ST: I have lived a strange kind of life; working in the Jobcentre by day and going to amazing parties and mixing with fabulously creative people at night and on the weekends. When Benefit Supervisor Resting sold for the record-breaking sum, the press tried to make out that I was a poor simple girl from the Jobcentre plucked from obscurity, but this was far from the truth. As exciting as my life was, it’s become even more so since the sale of the painting. I am often asked to contribute to magazines, give talks and even appear on television.
When I retired from the Jobcentre I decided to pursue my original passion of painting, and soon got given a big show. I’m sure that wouldn’t have happened if it hadn’t been for my connection to Lucian Freud. I was also asked to design some images to be used in a big Fendi menswear collection, which was a great opportunity.
I am a very down to earth kind of person, so I take it all in my stride. I recently moved away from London to the seaside and I thought all these opportunities would dry up, but in actual fact they seem to have grown. I think that people enjoy coming to St. Leonards to interview me. Even my new flat, that I took great pleasure in decorating and furnishing, was recently featured in the Observer magazine.
AD: How do you reflect on this period?
ST: The time I was sitting for Lucian was actually quite boring as I was mostly working and so couldn’t go out much. When I wasn’t at the jobcentre I had to go to Lucian’s, and the starts were very early. I wish I had taken more notice of what I was doing and kept a diary so that I could remember it all better. A few years ago an unfinished painting of me was shown at The Royal Academy and I can’t even remember him painting it.
AD: Did you pose for other artists?
ST: Sam Taylor Johnson used me in some giant photos that were part of her Turner Prize exhibition and I’ve done a lot of work with the French artist Jacques Bosser. I’m also sometimes asked to model for art classes along with answering questions about Lucian which I enjoy. I often found versions of Lucian’s paintings on Instagram that other artists have done. I like that my image is all over the world.

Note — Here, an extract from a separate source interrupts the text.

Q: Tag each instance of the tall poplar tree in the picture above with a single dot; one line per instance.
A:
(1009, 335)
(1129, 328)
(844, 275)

AD: What was Freud like as a person?
ST: This is a very difficult question to ask as he had a many faceted personality. He could be kind, be horrible, be generous, be mean, be funny, be grumpy, be childish, be old. But mainly he just loved to work. He really was a fascinating man. He enjoyed thinking he could manipulate me, but I could see through him and just laughed at his shenanigans.